Вейсман: сома смертна, а зародышевая плазма бессмертна. Одноклеточные в принципе бессмертны, смерть появляется лишь у дифференцированных многоклеточных организмов, для которых она возможна и даже рациональна (неограниченная длительность индивидуальной жизни оказывается бесполезной роскошью — ср. Батая, у которого, наоборот, «иррациональной» роскошью является смерть). Смерть — лишь позднее приобретение живых организмов. В истории живых существ она возникает вместе с сексуальностью.
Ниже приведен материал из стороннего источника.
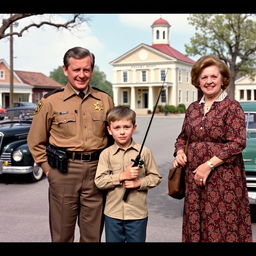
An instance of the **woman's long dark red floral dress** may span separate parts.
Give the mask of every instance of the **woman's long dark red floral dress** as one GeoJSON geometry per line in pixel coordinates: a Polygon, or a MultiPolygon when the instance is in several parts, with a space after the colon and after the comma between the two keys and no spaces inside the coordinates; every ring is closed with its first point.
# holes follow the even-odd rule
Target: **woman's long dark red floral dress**
{"type": "Polygon", "coordinates": [[[183,242],[251,242],[250,206],[242,150],[246,146],[245,115],[226,96],[204,115],[204,103],[192,103],[185,114],[175,152],[189,138],[183,242]],[[211,157],[224,163],[199,187],[193,171],[211,157]]]}

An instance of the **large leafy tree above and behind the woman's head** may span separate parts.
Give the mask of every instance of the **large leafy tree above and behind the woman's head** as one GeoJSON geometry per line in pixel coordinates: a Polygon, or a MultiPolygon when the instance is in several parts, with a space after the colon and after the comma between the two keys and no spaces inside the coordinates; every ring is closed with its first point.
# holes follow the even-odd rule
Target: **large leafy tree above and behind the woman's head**
{"type": "Polygon", "coordinates": [[[228,94],[234,98],[238,75],[256,74],[255,14],[192,14],[189,24],[195,36],[185,45],[188,55],[217,55],[231,71],[228,94]]]}

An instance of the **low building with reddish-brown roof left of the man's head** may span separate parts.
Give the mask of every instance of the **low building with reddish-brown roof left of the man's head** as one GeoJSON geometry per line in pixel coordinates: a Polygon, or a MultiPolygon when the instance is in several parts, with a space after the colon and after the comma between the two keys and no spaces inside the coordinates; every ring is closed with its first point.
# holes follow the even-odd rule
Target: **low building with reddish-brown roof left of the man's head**
{"type": "MultiPolygon", "coordinates": [[[[26,101],[38,103],[41,97],[63,85],[39,72],[14,70],[13,102],[26,101]]],[[[0,105],[9,106],[10,68],[0,59],[0,105]]]]}

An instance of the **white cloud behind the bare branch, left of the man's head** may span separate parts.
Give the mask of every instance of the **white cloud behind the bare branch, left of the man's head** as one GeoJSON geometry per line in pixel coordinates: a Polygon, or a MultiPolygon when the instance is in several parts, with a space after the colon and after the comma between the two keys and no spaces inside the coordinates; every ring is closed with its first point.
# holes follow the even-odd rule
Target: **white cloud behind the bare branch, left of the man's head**
{"type": "MultiPolygon", "coordinates": [[[[55,22],[64,21],[64,17],[59,15],[51,15],[50,18],[55,22]]],[[[19,23],[19,27],[32,21],[38,22],[41,19],[42,17],[39,16],[24,19],[19,23]]],[[[104,48],[104,45],[92,35],[87,23],[81,24],[72,31],[58,30],[50,26],[43,26],[39,29],[32,28],[24,33],[24,36],[14,37],[14,69],[42,72],[49,75],[50,71],[62,66],[65,52],[74,46],[82,46],[92,52],[104,48]]],[[[0,49],[5,49],[5,54],[2,54],[1,50],[0,58],[5,58],[9,63],[8,40],[0,40],[0,49]]]]}

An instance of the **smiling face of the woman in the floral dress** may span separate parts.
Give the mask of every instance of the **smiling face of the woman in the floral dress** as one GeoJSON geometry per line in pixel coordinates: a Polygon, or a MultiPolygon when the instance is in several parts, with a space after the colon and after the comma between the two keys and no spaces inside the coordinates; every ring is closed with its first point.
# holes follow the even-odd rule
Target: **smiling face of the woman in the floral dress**
{"type": "Polygon", "coordinates": [[[217,97],[222,84],[222,75],[215,65],[206,67],[199,76],[199,87],[207,98],[217,97]]]}

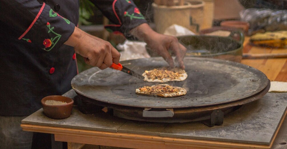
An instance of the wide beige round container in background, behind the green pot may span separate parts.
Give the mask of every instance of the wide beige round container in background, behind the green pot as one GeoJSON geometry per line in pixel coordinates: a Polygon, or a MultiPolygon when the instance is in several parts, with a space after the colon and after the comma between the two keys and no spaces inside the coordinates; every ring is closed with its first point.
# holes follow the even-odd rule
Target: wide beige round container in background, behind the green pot
{"type": "Polygon", "coordinates": [[[182,6],[164,6],[152,3],[152,7],[154,8],[154,23],[158,33],[163,34],[166,28],[173,24],[190,28],[190,3],[186,2],[182,6]]]}

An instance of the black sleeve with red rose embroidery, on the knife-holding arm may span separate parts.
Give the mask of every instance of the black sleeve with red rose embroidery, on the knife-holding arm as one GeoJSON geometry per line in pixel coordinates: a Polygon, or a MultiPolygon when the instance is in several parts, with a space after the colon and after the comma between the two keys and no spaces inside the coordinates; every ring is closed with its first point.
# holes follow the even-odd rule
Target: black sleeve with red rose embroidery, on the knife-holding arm
{"type": "Polygon", "coordinates": [[[75,24],[36,0],[0,0],[0,21],[7,23],[18,39],[50,51],[69,39],[75,24]]]}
О том же пишет и Турнье в «Тихоокеанском лимбе»: «Половые отношения и смерть. Их тесная связь… Он настаивал на том, что человеку приходится жертвовать собой ради сохранения вида, поскольку природа тайно предназначила его именно для этой цели — акта воспроизведения потомства. А отсюда следует, говорил он, что сексуальное влечение есть живое, угрожающее, смертоносное свойство всего человеческого рода, заложенное в каждом отдельном человеке. Воспроизвести значит породить следующее поколение себе подобных, которое неумышленно, но неумолимо столкнет своих предшественников в небытие… Напрашивается неоспоримый вывод: инстинкт, сближающий особей разного пола, есть инстинкт смерти. Таким способом природа решила скрыть свою игру, разгадываемую, впрочем, очень легко. Любовники, воображающие, что преследуют цель эгоистического наслаждения, в действительности безрассудно встают на путь ужаснейшего из самоотречений» [М.Турнье, Пятница, или Тихоокеанский лимб, М., Ра-Дуга, 1992, с. 162–163]. Справедливая притча, но ею доказывается только соотнесенность биологической смерти и сексуальности: действительно, смертничество возникает вместе с сексуальностью, потому что в нее уже вписана функциональная (то есть непосредственно связанная с порядком вытеснения) расчлененность человека. Однако эта функциональная расчлененность не связана с порядком влечений, она носит социальный характер. Она появляется при известном типе социальных отношений. У дикарей сексуальность не столь обособлена, как у нас. У них это ближе к тому, о чем пишет Батай: «В игре органов, истекающих обновлением и слиянием, происходит самоутрата…» А раз так, то можно сказать, вместе с Вейсманом и вопреки ему: смерть (и сексуальность) — это лишь позднее приобретение социального человека.

172

Действительно, у Батая это «избыточное» воззрение нередко попадает в ловушку трансгрессии — этой глубоко христианской диалектики или же мистики запрета и его нарушения (разделяемой и современным психоанализом, и всеми «анархистскими» идеологиями праздничной отмены вытеснения). Мы сделали из праздника целую эстетику трансгрессии, потому что вся наша культура есть культура запрета. Такое понятие о празднике по-прежнему отмечено вытеснением, а потому и может быть обвинено в реактивизации запрета и укреплении социального порядка. Такого же анализа мы удостаиваем и первобытный праздник, будучи глубоко неспособны представить себе что-либо кроме линии раздела и отделяемой сю области (по ту или эту сторону): очередное следствие нашего основополагающего представления о непрерывно-линейном порядке («верная норма», регулирующая нашу культуру, всегда связана с целью, с конечным завершением). Первобытное празднество, как и жертвоприношение, представляет собой не трансгрессию, а обращение, циклический переворот — такая форма единственно способна действительно положить конец разделу и запрету. Обратный же порядок, характеризуемый трансгрессией или же «освобождением» вытесненных энергий, имеет результатом лишь навязчивое повторение запрета. Таким образом, одна лишь обратимость, одна лишь цикличность избыточны — трансгрессия же еще «недостаточна». «В сфере экономического любое производство является лишь воспроизводством, в сфере же символического любое воспроизводство является производством».